The relationship between these organisations functions at a high level of collaboration, indicative of the complexities that surround health care software development, implementation and evaluation to suit the local context. Each of the parties has a contractual relationship with TechNZ and each other that outlines their responsibilities within the project and protects intellectual property rights. This will ensure the successful development of this project as it unfolds over the next three years. The work up to this stage of the project has been lengthy in order to accommodate the successful merging of academia, commerce and nursing but nursing practice may now be able to move forward in New Zealand with a means to validate what it does and the contribution it makes to the health status of New Zealanders. 
Conclusion
Although it is a significant step forwards, this project is very much a beginning only in standardised terminology implementation in New Zealand. It will provide a guideline for the validation of the nursing profession by being able to measure the contribution nursing and nurses make to health outcomes. The emerging model will draw on the opinions of nurses in the field while at the same time locating international movements within the context of New Zealand. 
Acknowledgements
This work has been supported to date by several awards including:
- New Zealand Health Information Service Working to Add Value through E-information (WAVE) Scholarship as a seeding grant which enabled proposal development and scoping of the project in 2005.
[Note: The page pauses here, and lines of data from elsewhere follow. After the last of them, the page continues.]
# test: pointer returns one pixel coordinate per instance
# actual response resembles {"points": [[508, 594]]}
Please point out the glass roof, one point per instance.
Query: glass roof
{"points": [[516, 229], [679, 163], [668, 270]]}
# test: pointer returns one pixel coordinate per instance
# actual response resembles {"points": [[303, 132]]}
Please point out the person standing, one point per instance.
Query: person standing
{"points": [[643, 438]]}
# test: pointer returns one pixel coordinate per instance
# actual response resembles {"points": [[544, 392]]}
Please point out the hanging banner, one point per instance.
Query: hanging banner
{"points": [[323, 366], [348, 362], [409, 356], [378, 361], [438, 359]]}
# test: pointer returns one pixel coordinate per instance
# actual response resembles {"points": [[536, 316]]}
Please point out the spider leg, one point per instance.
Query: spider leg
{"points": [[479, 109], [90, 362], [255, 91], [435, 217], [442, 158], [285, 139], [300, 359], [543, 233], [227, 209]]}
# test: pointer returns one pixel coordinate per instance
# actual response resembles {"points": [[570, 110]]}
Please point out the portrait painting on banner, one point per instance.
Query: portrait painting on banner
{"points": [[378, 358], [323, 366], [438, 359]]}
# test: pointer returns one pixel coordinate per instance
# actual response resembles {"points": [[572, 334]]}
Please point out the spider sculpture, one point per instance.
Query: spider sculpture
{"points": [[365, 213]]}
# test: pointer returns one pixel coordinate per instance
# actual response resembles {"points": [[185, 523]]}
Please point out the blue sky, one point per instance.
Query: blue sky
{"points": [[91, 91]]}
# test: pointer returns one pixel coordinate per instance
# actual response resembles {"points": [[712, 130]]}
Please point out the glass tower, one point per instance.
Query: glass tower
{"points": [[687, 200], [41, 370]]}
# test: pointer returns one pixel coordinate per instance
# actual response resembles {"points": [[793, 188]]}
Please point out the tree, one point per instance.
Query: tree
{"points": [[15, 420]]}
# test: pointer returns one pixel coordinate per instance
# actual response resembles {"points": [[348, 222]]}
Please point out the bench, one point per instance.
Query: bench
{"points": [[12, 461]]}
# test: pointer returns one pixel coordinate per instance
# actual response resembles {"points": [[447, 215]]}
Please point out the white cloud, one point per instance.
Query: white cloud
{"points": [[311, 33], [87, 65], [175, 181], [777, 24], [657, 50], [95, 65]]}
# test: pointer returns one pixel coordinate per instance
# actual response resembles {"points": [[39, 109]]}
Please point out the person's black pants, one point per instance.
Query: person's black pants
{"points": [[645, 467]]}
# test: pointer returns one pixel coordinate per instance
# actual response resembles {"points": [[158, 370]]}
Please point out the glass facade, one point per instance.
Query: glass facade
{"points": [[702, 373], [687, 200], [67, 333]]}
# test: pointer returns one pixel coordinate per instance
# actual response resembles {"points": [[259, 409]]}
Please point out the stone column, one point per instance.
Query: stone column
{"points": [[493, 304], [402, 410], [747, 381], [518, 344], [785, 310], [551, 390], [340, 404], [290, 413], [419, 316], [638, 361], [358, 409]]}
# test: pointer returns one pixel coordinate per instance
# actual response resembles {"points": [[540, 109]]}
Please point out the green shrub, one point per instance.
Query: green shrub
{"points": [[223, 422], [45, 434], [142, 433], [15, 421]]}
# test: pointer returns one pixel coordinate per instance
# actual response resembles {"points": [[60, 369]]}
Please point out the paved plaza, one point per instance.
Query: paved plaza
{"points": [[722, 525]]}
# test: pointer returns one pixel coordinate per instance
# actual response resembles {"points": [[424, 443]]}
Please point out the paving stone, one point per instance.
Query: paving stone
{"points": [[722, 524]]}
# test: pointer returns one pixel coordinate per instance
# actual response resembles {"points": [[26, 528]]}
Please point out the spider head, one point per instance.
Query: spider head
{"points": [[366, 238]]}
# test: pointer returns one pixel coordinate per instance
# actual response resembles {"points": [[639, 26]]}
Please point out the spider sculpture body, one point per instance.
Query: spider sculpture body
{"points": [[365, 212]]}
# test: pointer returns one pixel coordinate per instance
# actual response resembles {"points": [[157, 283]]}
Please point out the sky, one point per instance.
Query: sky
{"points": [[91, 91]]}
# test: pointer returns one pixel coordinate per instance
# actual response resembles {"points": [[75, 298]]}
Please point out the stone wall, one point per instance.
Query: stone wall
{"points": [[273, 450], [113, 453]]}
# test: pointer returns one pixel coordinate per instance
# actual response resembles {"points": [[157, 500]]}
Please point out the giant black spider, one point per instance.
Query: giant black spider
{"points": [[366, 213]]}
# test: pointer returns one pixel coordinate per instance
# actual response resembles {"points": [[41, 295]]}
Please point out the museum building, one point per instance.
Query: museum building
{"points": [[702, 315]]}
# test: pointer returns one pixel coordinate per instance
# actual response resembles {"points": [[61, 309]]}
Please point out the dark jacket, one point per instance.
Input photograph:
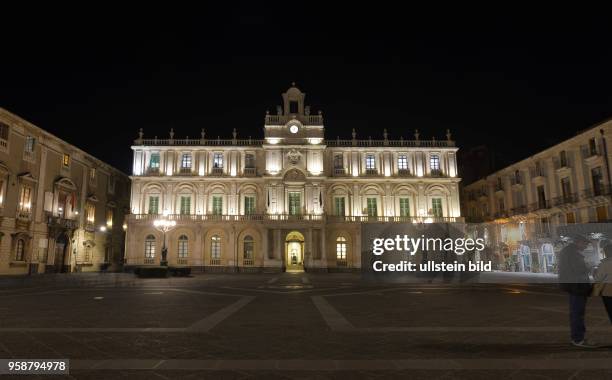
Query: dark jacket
{"points": [[573, 272]]}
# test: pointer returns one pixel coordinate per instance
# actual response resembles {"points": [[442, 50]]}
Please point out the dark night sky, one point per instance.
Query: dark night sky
{"points": [[515, 80]]}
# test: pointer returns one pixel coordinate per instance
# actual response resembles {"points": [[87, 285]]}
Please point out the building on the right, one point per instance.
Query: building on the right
{"points": [[526, 211]]}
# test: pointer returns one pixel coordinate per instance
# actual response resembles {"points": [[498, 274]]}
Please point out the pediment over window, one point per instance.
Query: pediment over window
{"points": [[4, 170], [27, 177], [89, 243], [66, 183], [295, 175]]}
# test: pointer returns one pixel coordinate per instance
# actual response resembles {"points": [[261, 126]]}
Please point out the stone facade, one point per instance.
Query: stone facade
{"points": [[55, 200], [290, 201], [528, 207]]}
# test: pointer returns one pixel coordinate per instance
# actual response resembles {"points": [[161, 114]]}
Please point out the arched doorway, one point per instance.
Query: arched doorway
{"points": [[61, 259], [294, 252]]}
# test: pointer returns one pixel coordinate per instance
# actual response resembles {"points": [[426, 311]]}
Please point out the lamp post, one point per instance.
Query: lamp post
{"points": [[164, 225]]}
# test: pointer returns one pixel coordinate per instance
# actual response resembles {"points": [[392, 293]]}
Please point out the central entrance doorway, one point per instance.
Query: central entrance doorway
{"points": [[294, 252]]}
- VUW Pro Vice-Chancellor Information Technology grant (2005) for initial PhD fee and time support that enabled relationships with systems developers and nursing practice to be established.
- Education New Zealand Post Graduate Study Abroad Award, to enable presentation of the study in Korea in June 2006 and then Japan to further identify contextual differences when implementing a standardised terminology in nursing practice within a culture and/or country outside its country of origin. In particular, this will shape elements within the emergent model that are relevant to the transposition of existing terminologies.
- TechNZ for a three-year fellowship to undertake the project.